Стены кухни украшали незабудки на коричневом фоне. Потолок был неровный и закопченный, поперек него тянулась балка, из которой торчали два крюка. С этих крюков некогда свисали веревки, на них были укреплены качели, которыми в прежние времена часто пользовались Констанция и Софья, пока не выросли. У стены между лестницей и окном находилась большая плита. Остальная мебель состояла из стола (у стены напротив плиты), буфета и двух виндзорских кресел. Напротив лестницы зиял дверной проем без двери, ведущий к двум кладовым, еще более темным, чем кухня, смутно различимым хранилищам, которые были видны только благодаря побелке; там на стеллажах располагались кувшины с молоком, блюда с холодным мясом на косточках и остатки яблочного пирога; в углу, поближе к кухне, стоял большой каменный ларь, где хранился хлеб. Еще один дверной проем, с другой стороны кухни, вел в первый угольный подвал, где находились также каменная чаша для мытья посуды и кран, а оттуда по подземному ходу можно было пройти во второй угольный подвал, где хранились кокс и зола; подземный ход тянулся до отдаленного крохотного дворика, а из дворика, обойдя сзади лавку мистера Кричлоу, вы, к своему удивлению, выходили, в конце концов, на Брогем-стрит. Ощущение огромности и непонятности этих мест, которые начинаются на верхней ступеньке кухонной лестницы и заканчиваются в темных углах кладовых или, неожиданно, — на всегда унылой Брогем-стрит, завладело Констанцией и Софьей еще в раннем детстве и сохранилось почти неизменным до самой старости.

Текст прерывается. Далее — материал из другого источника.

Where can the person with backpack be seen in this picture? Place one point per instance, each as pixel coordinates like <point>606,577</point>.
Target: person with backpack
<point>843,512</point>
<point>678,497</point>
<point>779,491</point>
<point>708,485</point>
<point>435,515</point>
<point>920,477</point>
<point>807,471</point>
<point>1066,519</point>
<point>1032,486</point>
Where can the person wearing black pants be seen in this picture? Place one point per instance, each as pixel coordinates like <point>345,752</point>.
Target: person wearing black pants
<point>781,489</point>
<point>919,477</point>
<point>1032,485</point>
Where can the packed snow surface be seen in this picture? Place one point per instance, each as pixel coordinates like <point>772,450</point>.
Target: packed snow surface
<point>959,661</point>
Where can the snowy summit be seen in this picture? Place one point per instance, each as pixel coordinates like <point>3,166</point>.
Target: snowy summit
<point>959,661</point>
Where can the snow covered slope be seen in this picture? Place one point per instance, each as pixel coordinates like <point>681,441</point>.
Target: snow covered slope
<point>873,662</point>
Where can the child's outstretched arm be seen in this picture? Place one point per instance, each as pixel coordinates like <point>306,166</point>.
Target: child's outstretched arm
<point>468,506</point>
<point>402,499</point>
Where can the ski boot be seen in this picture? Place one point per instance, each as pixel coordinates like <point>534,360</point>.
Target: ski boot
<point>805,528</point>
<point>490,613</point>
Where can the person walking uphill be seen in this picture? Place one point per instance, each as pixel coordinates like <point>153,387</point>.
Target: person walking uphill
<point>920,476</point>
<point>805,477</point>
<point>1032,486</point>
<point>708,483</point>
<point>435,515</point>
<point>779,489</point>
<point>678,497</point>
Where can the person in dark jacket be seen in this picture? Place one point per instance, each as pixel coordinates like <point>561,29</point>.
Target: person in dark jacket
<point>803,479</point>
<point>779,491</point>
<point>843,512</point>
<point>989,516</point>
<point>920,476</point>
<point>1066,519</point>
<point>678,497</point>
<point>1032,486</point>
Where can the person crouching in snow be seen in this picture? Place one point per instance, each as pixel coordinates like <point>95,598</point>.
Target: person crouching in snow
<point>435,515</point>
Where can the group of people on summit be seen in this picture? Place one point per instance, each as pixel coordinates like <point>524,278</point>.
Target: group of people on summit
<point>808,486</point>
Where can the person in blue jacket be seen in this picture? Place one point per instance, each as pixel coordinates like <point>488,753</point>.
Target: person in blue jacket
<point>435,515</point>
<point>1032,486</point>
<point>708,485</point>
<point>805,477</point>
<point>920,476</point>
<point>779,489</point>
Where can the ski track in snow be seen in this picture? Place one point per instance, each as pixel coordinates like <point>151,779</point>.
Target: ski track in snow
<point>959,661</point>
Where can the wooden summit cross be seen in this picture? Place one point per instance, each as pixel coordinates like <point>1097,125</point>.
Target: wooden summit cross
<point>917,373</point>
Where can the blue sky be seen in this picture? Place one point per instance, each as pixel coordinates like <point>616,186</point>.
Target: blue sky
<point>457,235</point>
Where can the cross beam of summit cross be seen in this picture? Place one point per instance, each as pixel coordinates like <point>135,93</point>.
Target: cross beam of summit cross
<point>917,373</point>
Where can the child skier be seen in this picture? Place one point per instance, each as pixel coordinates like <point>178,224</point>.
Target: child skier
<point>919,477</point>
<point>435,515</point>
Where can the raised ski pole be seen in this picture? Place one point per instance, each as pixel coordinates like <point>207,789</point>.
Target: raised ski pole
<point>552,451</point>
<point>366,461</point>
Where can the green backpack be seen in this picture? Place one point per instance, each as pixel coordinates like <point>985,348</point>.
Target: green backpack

На миссис Бейнс было платье из черной альпаги, прикрытое белым передником, длинные завязки которого подчеркивали объем талии. Рукава были подвернуты, пальцы облеплены тестом. Ее нетленная доска для теста занимала угол стола, рядом располагались скалка, сливочное масло, противни, нарезанные яблоки, сахар и прочее. Розовые руки месили в большой белой миске липкую массу.

— Мама, вы здесь? — услышала она голос сверху.

II

— Право же, мистер Пови, это на вас не похоже, — сказала миссис Бейнс, обнаружив по пути в лавку Незаменимого в комнате закройщика. Эта комната для кройки была фактически убежищем, где время от времени уединялся мистер Пови, чтобы скроить костюм или другие туалеты и потом передать их портным, которые работали у себя дома, сидя на столе со скрещенными ногами. В этой же комнате происходили встречи с клиентами для примерки. Отдел шитья процветал, заказы поступали бесперебойно. Однако все эти обстоятельства не повлияли на неодобрительное отношение миссис Бейнс к пребыванию мистера Пови в этом месте.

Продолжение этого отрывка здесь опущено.